We’re seemingly stuck here in the middle of a creation whose origin is an Either/Or. EITHER the world had a Creator who acted in a singularity and set in motion the possibility for “forms” to exist and evolve, including a form of the universe that is cold dark and a manifestation of entropy, OR the world had no Creator and not only created itself from a singularity but also continues to create itself from the vacuum that, in an ending contradiction, will become a vacuum that produces no new forms in a cold smooth soup.
I’m with Augustine. I favor the former over the latter even as I recognize the problems with that scenario. What do you think?

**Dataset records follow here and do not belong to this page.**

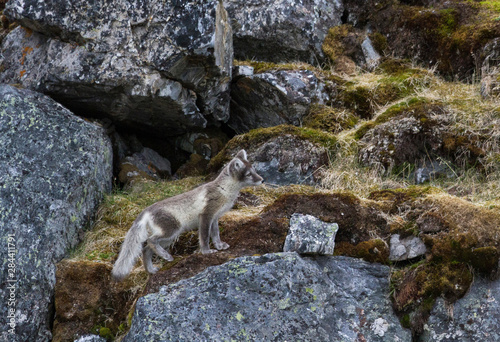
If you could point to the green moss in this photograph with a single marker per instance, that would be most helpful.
(106, 333)
(492, 5)
(417, 107)
(405, 321)
(379, 41)
(333, 45)
(261, 67)
(329, 119)
(358, 99)
(464, 248)
(260, 135)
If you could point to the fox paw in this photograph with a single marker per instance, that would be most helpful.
(208, 251)
(153, 270)
(221, 245)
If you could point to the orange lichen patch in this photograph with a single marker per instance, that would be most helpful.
(26, 51)
(28, 31)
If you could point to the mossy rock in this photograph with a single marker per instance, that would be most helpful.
(465, 248)
(333, 45)
(330, 119)
(417, 106)
(256, 137)
(102, 306)
(374, 250)
(415, 289)
(358, 99)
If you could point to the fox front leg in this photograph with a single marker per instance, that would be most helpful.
(214, 234)
(204, 234)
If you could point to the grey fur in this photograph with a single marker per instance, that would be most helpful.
(161, 223)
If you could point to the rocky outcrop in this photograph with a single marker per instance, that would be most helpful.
(289, 160)
(282, 154)
(309, 235)
(150, 66)
(282, 30)
(274, 297)
(475, 317)
(144, 164)
(54, 169)
(406, 248)
(273, 98)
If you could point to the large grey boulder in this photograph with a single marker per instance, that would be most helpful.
(160, 67)
(309, 235)
(273, 98)
(474, 318)
(54, 170)
(274, 297)
(282, 30)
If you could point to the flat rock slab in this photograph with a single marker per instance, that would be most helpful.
(282, 30)
(309, 235)
(162, 67)
(274, 297)
(54, 170)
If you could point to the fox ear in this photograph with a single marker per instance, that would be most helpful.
(238, 164)
(242, 154)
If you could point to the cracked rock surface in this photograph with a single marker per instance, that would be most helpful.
(147, 65)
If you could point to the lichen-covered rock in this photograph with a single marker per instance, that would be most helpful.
(273, 98)
(162, 68)
(91, 338)
(282, 30)
(474, 318)
(274, 297)
(289, 160)
(54, 169)
(144, 164)
(406, 248)
(308, 235)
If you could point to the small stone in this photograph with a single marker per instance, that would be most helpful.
(308, 235)
(407, 248)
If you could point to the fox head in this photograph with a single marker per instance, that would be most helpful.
(241, 170)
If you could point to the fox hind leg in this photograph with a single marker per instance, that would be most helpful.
(154, 244)
(147, 259)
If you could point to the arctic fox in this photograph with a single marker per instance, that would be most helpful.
(161, 223)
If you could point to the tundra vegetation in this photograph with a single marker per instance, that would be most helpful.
(369, 185)
(456, 214)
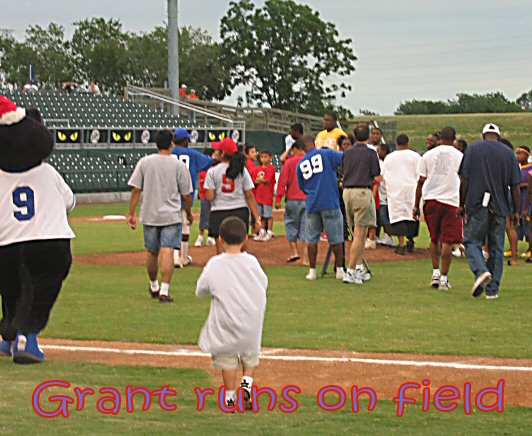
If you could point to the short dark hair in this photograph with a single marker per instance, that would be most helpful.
(448, 134)
(164, 139)
(233, 230)
(507, 142)
(332, 115)
(402, 140)
(362, 132)
(297, 127)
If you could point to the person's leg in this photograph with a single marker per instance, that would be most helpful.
(512, 238)
(497, 227)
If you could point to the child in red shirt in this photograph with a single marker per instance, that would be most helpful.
(264, 178)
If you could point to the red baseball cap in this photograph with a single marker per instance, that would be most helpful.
(227, 146)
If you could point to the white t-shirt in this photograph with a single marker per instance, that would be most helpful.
(237, 285)
(229, 194)
(440, 166)
(400, 172)
(34, 206)
(162, 180)
(288, 142)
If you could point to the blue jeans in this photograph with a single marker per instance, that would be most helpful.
(484, 224)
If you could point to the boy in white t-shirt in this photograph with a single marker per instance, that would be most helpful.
(233, 331)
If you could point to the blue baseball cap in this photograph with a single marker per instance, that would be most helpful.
(181, 134)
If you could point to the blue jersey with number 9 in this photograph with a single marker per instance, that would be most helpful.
(318, 179)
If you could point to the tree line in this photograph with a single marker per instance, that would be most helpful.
(282, 52)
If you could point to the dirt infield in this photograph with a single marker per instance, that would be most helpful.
(312, 369)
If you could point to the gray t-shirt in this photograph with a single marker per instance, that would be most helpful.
(229, 194)
(162, 181)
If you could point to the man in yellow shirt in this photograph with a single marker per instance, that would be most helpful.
(329, 137)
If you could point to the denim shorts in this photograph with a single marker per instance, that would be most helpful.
(330, 220)
(295, 220)
(157, 237)
(265, 211)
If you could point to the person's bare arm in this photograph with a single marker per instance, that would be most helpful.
(135, 197)
(419, 189)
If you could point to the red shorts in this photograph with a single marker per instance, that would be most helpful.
(444, 226)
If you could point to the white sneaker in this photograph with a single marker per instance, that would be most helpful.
(186, 262)
(352, 278)
(312, 274)
(370, 245)
(363, 275)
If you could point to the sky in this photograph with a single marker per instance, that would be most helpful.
(408, 49)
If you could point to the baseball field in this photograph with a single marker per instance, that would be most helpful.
(105, 331)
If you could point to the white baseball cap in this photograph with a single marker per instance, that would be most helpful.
(491, 128)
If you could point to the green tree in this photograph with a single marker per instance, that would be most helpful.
(284, 52)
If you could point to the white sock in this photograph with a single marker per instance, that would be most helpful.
(165, 288)
(248, 380)
(230, 395)
(184, 250)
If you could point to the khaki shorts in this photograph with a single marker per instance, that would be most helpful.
(233, 361)
(186, 228)
(360, 207)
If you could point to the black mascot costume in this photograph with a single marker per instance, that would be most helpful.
(35, 255)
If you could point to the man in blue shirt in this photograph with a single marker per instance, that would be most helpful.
(196, 162)
(318, 179)
(487, 170)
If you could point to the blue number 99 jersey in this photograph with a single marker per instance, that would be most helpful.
(318, 179)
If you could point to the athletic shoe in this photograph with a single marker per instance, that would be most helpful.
(312, 274)
(186, 262)
(153, 294)
(165, 299)
(435, 280)
(444, 286)
(352, 278)
(246, 390)
(5, 348)
(400, 250)
(31, 354)
(480, 284)
(370, 245)
(527, 255)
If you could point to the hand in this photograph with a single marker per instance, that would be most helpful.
(132, 222)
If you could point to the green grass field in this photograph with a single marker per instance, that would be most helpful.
(516, 127)
(395, 312)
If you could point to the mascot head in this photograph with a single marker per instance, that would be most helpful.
(24, 141)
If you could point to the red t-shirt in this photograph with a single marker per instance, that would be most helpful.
(288, 180)
(203, 176)
(264, 191)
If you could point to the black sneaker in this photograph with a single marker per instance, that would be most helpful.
(154, 295)
(165, 299)
(246, 390)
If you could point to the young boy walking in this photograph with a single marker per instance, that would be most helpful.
(264, 179)
(233, 331)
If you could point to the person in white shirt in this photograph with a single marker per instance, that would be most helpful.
(35, 255)
(439, 185)
(233, 331)
(228, 186)
(400, 172)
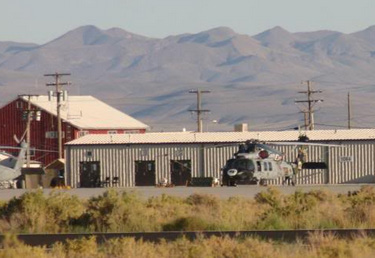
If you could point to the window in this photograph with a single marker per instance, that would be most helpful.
(53, 135)
(89, 154)
(82, 133)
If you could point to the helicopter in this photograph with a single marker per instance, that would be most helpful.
(10, 166)
(256, 162)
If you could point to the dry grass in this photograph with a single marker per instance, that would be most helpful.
(126, 212)
(316, 246)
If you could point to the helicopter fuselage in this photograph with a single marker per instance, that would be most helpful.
(253, 168)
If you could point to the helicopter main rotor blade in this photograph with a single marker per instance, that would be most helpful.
(306, 144)
(20, 148)
(269, 149)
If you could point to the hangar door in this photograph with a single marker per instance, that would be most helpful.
(145, 173)
(89, 174)
(180, 171)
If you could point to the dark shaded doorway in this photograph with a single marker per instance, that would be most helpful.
(145, 173)
(180, 171)
(89, 174)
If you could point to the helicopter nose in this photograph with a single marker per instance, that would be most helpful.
(232, 172)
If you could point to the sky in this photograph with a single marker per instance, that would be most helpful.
(40, 21)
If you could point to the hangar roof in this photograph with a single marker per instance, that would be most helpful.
(87, 112)
(223, 137)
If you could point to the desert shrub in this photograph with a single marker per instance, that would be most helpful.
(83, 247)
(33, 212)
(206, 200)
(361, 208)
(12, 247)
(108, 212)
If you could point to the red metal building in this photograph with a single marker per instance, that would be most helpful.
(80, 115)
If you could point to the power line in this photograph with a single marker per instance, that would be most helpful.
(309, 113)
(199, 110)
(58, 93)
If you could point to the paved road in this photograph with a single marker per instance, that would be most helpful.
(248, 191)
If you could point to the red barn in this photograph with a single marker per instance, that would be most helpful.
(80, 115)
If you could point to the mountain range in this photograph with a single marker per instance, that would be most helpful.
(252, 79)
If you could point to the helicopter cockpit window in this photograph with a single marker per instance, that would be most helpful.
(242, 165)
(265, 165)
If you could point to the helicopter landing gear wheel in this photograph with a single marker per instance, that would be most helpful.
(263, 182)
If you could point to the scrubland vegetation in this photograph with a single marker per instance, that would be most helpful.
(315, 246)
(126, 212)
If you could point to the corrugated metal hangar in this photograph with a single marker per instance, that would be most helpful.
(126, 160)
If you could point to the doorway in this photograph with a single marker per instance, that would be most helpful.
(89, 174)
(145, 173)
(180, 171)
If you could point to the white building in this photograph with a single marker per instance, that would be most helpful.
(144, 159)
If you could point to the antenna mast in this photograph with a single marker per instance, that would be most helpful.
(199, 110)
(58, 92)
(309, 113)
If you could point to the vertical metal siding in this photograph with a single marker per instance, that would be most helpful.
(118, 160)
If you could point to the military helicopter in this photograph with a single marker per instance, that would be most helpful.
(10, 166)
(256, 162)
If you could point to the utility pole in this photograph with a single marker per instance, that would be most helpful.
(349, 112)
(28, 116)
(310, 104)
(199, 110)
(58, 92)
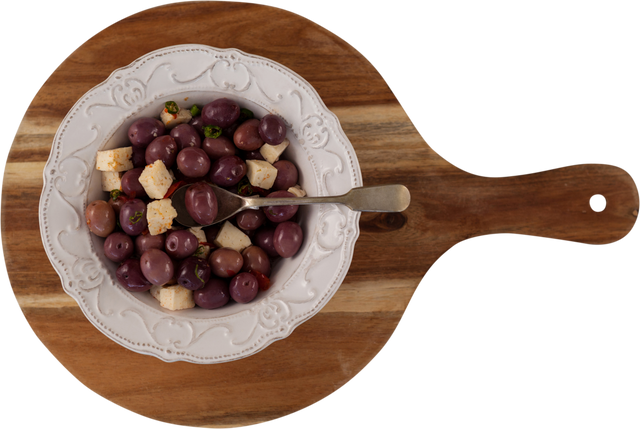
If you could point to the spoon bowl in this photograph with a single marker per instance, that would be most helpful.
(385, 198)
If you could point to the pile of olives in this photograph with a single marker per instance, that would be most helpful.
(213, 148)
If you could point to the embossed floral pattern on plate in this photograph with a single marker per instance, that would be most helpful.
(190, 74)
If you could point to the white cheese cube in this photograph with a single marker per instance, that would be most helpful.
(115, 160)
(171, 120)
(261, 173)
(112, 180)
(156, 180)
(230, 236)
(297, 191)
(202, 251)
(160, 216)
(173, 297)
(272, 153)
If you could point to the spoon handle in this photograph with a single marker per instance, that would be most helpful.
(386, 198)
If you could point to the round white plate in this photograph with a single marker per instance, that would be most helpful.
(198, 74)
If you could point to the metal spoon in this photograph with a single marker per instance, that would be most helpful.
(386, 198)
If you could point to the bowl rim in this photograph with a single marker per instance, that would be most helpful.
(125, 91)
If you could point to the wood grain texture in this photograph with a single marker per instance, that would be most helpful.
(552, 297)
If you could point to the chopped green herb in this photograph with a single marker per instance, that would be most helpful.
(136, 217)
(172, 107)
(212, 131)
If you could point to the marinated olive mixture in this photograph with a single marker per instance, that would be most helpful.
(206, 266)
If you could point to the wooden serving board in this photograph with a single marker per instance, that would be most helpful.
(497, 306)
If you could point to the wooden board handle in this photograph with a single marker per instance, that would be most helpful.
(592, 204)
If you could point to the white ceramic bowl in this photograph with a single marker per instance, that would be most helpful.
(198, 74)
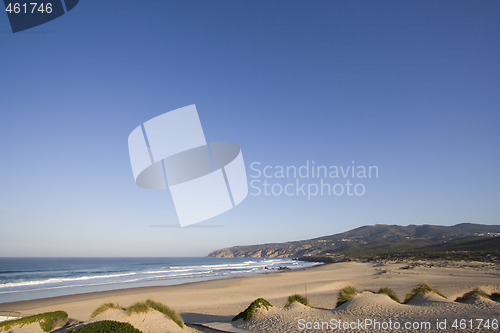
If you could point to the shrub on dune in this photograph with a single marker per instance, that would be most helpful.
(106, 326)
(142, 307)
(249, 312)
(297, 298)
(389, 292)
(474, 293)
(421, 289)
(105, 307)
(346, 294)
(47, 321)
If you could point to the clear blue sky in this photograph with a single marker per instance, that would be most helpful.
(409, 86)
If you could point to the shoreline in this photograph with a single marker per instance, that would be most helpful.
(221, 299)
(55, 300)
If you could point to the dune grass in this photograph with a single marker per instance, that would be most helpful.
(389, 292)
(346, 294)
(297, 298)
(107, 326)
(250, 310)
(474, 293)
(143, 307)
(105, 307)
(47, 321)
(421, 289)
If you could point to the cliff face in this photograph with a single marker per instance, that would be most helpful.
(378, 239)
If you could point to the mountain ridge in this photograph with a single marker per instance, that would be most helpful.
(380, 240)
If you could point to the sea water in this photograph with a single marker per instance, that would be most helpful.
(33, 278)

*I have no doubt (tongue in cheek) that my explanation here will satisfy the “experts,” but I’ll venture this about Augustine and analogs. To explain the Trinity, he argued from the human condition thus: I have a mind (the Father); it expresses itself (the Word, Logos, or the Son), and the relationship between mind and expression is Love (the Ghost or Spirit). Analogies “limp” as we know because they are mere comparisons, avatars of whatever. But interestingly (at least to me), Augustine ties his philosophy to his religion through the opening lines of the Gospel of John, evangelist who refers to Christ as “the Word.” Consistent with Augustine’s interpretation of the co-equal Father, Son, and Holy Spirit, John says that “nothing was made that was not made through the Word.” That’s the expression “in the image of God” and notion Christians hold dear. Existence bears the stamp of the Creator through the Word or Logos. Let me add (as though you had a choice) that the Word in that analogy of the mind is intrinsic to the Mind. The mind cannot deny its existence, and because of that, expresses it (the Logos or Word).